56 isn't that old (my patrol director is 70 and he skis it all...and has had both acl's repaired over the years)...and, perhaps taking out the 'air' portion of my definition of expert skier, it is a goal that could be achieved by you (or anyone else who puts in the time, money, equipment focus that you do).  But, I suspect 'high-intermediate' is enough for you...which is great, like I said, it is a decent level to get to in skiing, especially if you started skiing as an adult. 

But I don't think skiing the most advanced terrain in the east (or anywhere else) well in all conditions is beyond the pale for people who pursue skiing to the level that you guys all apparently do.

Jim,

what you said is EXACTLY my point, 30 days got you as far as they could (low intermediate), the average resort instructor could take you no further, you were primed and ready to take advanced camps (and like I said, it is exactly folks like you that find their way to these camps) and absorb the lessons in books and videos. 

Well now you've been an avid camper of a particular style for a number of years and dedicated skier and purchaser of high end equipment...and by your own description, you are a high intermediate (which, is not a knock, like I said, it's a decent place to end up in your skiing and lots don't make it that far).  You, like a lot of PMTS adherents (and this is going by the copious amount of stuff people post of themselves and their skiing here and on the PMTS forum), hit this plateau and content yourselves with further refinements of technical moves you already have.   I guess somewhere out there there really is a 'perfect turn' and pursuing it might be a worthwhile goal.

You can certainly strive to make nicer turns on certain terrain as an enduring year in/ year out goal in your skiing.   But, I think there is more, PMTS is a part of pursuing this 'more', but there are other skillsets (and mindsets....and the 'mind set' paradigm is the substance of a future thread I'm working on) that go into the expert equation.  Some of those skills and the accompanying mindset were probably part of your initial forays onto the white world of frozen wonder long ago.

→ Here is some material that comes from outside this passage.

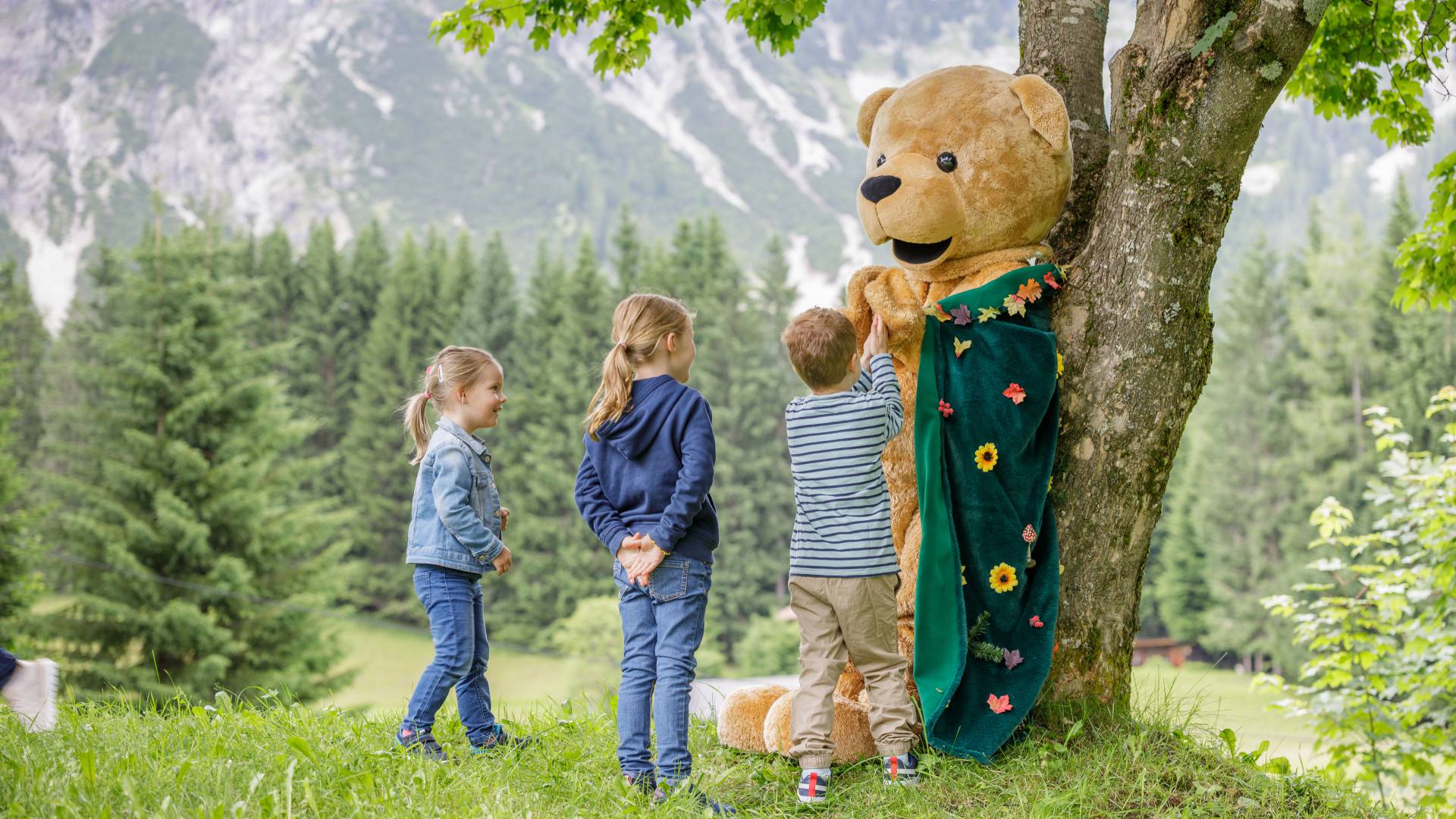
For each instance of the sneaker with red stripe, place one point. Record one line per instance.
(813, 786)
(902, 770)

I'm glad you read Lito's stuff, it's long been my favorite....I came to really get what the feet first gang (HH, Clendenin, etc) were getting at after I read Lito.  But think about how open ended and diverse Lito's vision of Expert skiing is (the last few chapters of his last 'Breakthrough on the New Skis.' ) In fact, I just checked it...He's the one who said ALL Conditions-All Terrain.  I just can't argue with Lito.